Os três últimos livros, O Presente da Águia, O Fogo Interior e O Poder do Silêncio, não são compostos de “memórias” no sentido vulgar do termo, mas de “reminiscências”, que são o fruto do estudo do caminho ao qual seu mestre o conduziu. Relata os ensinamentos e as experiências que teve “em um estado de consciência elevada”, cuja reminiscência só pode ter ao deslocar seu “ponto de apego”, ou seja, o início de sua percepção, para o local onde estava quando essas experiências ocorreram. Portanto, é o corpo, a energia, que armazenou essa “memória”. Literalmente “reviveu” essas experiências perdidas no esquecimento por algum tempo.
Esses três livros podem ser chamados de “do lado esquerdo”. O método “fenomenológico” está, então, muito distante, pois compreende, explica e recapitula, de tal forma que o leitor “disponível” não pode deixar de ficar “maravilhado”, no sentido profundo do termo.
Gostaria de falar acima de tudo sobre esses três livros e o que implicam — sobre esses três livros nos quais premissas surpreendentes levam a “conclusões” de força extraordinária. “Meus livros são o relato de um processo contínuo que se tornou mais claro aos meus olhos com o passar do tempo.”
Castañeda escreve: “Don Juan ME disse para escrever sobre os princípios da bruxaria”. “Você não é um escritor”, Don Juan lhe disse, “então terá de usar a bruxaria. Terá de representar suas experiências como se as estivesse revivendo, pois terá de ver o texto em seus sonhos. “Escrever para si mesmo não deve ser um exercício literário, mas um exercício de bruxaria”.

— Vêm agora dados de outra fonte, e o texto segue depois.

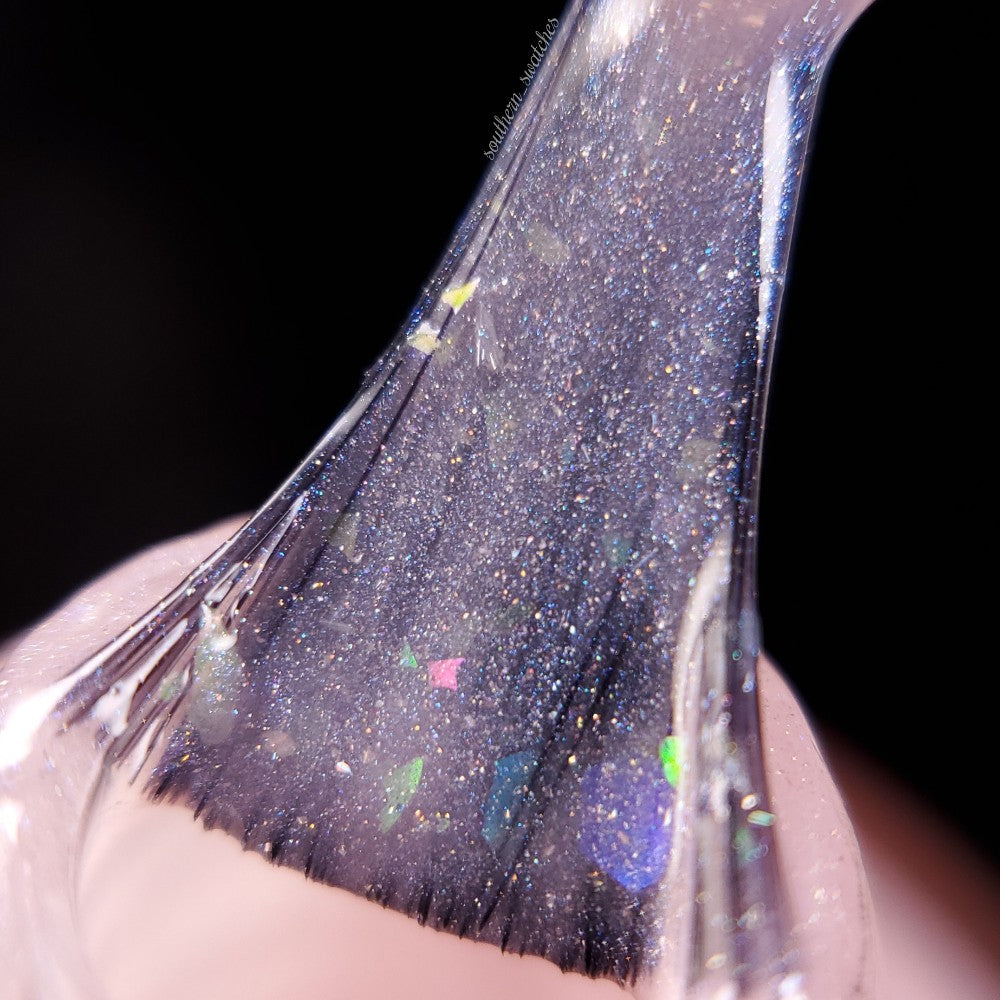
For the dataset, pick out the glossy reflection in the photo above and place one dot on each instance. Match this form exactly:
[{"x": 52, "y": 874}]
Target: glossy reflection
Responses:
[{"x": 489, "y": 656}]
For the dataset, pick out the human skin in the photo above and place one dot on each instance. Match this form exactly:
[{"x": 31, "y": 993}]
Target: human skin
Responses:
[{"x": 153, "y": 932}]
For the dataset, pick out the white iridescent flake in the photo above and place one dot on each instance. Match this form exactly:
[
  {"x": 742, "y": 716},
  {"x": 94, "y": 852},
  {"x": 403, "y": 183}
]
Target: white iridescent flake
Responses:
[{"x": 424, "y": 338}]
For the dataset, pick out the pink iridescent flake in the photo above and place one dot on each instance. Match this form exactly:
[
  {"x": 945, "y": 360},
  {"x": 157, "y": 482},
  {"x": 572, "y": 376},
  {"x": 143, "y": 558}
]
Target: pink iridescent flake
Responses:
[{"x": 444, "y": 673}]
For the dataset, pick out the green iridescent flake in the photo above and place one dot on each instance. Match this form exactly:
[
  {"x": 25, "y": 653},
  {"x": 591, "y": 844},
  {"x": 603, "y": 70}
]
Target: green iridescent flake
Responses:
[
  {"x": 670, "y": 759},
  {"x": 400, "y": 786},
  {"x": 407, "y": 658}
]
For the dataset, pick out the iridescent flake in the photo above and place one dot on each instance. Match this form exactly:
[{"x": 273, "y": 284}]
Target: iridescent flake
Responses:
[
  {"x": 444, "y": 673},
  {"x": 670, "y": 759},
  {"x": 508, "y": 792},
  {"x": 407, "y": 658},
  {"x": 400, "y": 786},
  {"x": 626, "y": 827},
  {"x": 457, "y": 297}
]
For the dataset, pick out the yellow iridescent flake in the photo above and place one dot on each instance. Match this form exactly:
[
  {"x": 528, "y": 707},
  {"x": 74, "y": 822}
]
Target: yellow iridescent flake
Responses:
[{"x": 457, "y": 297}]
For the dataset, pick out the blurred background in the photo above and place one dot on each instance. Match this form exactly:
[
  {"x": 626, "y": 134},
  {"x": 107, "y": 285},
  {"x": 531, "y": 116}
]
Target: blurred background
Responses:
[{"x": 176, "y": 180}]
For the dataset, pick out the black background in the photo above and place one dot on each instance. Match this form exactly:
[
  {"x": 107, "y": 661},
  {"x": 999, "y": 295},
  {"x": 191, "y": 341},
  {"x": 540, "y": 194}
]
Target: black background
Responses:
[{"x": 175, "y": 181}]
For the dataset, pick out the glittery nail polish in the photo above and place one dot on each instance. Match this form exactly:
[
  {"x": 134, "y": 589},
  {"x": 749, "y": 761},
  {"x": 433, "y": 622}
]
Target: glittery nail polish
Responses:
[{"x": 488, "y": 657}]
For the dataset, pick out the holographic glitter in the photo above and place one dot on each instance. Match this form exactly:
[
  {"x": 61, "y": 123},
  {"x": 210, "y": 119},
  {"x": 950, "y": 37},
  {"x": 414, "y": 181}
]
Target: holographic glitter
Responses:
[
  {"x": 627, "y": 824},
  {"x": 511, "y": 784},
  {"x": 670, "y": 760},
  {"x": 552, "y": 471},
  {"x": 400, "y": 786},
  {"x": 444, "y": 673}
]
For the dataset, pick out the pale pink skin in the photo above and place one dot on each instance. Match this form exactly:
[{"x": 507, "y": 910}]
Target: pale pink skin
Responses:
[{"x": 154, "y": 933}]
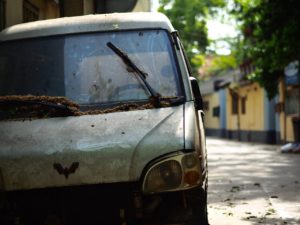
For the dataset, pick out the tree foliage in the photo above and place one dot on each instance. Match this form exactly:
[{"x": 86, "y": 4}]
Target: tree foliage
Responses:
[
  {"x": 271, "y": 30},
  {"x": 188, "y": 17}
]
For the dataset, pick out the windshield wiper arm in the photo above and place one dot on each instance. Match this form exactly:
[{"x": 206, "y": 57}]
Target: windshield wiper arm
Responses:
[{"x": 155, "y": 95}]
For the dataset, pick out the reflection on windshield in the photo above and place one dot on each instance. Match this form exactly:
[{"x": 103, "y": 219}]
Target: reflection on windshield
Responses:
[{"x": 82, "y": 68}]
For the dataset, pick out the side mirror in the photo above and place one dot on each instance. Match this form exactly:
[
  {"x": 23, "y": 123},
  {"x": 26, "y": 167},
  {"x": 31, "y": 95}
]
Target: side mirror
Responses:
[{"x": 197, "y": 93}]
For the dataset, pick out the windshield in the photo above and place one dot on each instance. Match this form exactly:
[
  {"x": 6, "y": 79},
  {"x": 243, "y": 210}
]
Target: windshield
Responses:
[{"x": 84, "y": 69}]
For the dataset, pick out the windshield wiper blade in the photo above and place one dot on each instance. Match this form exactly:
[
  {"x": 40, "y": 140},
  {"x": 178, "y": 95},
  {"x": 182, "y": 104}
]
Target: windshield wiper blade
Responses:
[
  {"x": 59, "y": 107},
  {"x": 125, "y": 58}
]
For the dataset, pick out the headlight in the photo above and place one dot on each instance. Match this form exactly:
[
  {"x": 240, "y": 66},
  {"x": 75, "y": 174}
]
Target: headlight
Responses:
[{"x": 177, "y": 172}]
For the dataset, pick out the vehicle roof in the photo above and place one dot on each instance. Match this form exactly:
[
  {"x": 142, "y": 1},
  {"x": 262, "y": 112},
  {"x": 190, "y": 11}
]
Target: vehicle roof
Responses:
[{"x": 88, "y": 23}]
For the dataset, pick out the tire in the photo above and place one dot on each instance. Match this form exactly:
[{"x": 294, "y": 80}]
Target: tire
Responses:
[{"x": 197, "y": 200}]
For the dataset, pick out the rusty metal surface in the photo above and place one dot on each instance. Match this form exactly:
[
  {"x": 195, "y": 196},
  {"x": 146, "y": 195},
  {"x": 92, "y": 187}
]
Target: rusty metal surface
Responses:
[
  {"x": 113, "y": 147},
  {"x": 88, "y": 23}
]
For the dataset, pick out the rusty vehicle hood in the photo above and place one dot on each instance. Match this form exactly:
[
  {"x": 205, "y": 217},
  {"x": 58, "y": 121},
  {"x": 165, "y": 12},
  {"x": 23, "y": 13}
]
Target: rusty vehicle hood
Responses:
[{"x": 90, "y": 149}]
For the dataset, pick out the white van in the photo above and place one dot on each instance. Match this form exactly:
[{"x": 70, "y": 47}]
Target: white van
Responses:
[{"x": 100, "y": 123}]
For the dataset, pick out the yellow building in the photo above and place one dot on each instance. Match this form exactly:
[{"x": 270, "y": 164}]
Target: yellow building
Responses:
[
  {"x": 288, "y": 106},
  {"x": 240, "y": 110}
]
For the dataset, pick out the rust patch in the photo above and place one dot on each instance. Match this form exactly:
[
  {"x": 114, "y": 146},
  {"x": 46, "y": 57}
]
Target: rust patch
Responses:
[
  {"x": 36, "y": 111},
  {"x": 65, "y": 170}
]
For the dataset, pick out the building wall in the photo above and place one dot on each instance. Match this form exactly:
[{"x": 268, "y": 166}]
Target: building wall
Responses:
[
  {"x": 286, "y": 124},
  {"x": 211, "y": 122},
  {"x": 253, "y": 118},
  {"x": 14, "y": 12},
  {"x": 88, "y": 7}
]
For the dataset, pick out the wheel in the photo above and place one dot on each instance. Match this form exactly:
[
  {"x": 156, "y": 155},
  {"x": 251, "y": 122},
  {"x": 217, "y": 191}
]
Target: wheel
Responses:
[{"x": 197, "y": 200}]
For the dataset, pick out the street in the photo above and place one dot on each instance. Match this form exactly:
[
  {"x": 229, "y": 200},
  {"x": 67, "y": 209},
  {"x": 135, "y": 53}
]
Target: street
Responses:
[{"x": 252, "y": 184}]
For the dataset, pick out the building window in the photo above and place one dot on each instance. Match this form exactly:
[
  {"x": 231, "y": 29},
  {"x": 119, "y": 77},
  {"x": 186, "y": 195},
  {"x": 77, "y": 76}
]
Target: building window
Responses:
[
  {"x": 216, "y": 111},
  {"x": 292, "y": 101},
  {"x": 206, "y": 105},
  {"x": 2, "y": 14},
  {"x": 30, "y": 12},
  {"x": 234, "y": 103},
  {"x": 243, "y": 104}
]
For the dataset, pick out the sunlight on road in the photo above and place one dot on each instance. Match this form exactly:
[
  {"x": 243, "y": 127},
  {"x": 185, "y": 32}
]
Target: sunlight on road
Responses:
[{"x": 252, "y": 184}]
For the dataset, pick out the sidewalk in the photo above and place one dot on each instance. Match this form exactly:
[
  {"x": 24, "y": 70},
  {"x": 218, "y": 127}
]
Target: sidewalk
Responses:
[{"x": 252, "y": 184}]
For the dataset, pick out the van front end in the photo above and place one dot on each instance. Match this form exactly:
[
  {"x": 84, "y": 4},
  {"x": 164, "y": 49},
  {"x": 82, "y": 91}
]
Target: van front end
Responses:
[{"x": 100, "y": 123}]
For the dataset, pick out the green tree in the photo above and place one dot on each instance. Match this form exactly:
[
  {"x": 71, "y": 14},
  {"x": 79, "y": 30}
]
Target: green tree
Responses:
[
  {"x": 271, "y": 30},
  {"x": 188, "y": 17}
]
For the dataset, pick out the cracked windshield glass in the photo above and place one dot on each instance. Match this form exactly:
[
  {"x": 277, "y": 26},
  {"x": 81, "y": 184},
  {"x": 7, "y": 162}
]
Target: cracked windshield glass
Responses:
[{"x": 86, "y": 71}]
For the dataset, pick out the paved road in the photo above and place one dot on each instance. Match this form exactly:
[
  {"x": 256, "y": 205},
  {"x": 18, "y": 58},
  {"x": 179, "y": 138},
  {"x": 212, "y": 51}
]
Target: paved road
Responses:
[{"x": 252, "y": 184}]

“Basta fechar os olhos”, diz Céline em sua Viagem ao Fim da Noite, que também é uma “autobiografia”. A força da obra do maior escritor francês também reside no fato de que foi “revivida” e causou um “terremoto” literário quando foi publicada.
O poder de fascinação, o “sakti”, diriam os seguidores do tantra, que emana dos livros de Castañeda deve-se, sem dúvida, ao fato de serem obras “vistas” por uma “vidente”, que também foi, em outro contexto, Céline.
E pode-se dizer das obras do escritor peruano o que o escritor francês disse de suas próprias obras: “Está do outro lado da vida”.
“Faça uma jornada de reconquista — Lembre-se do que fez”.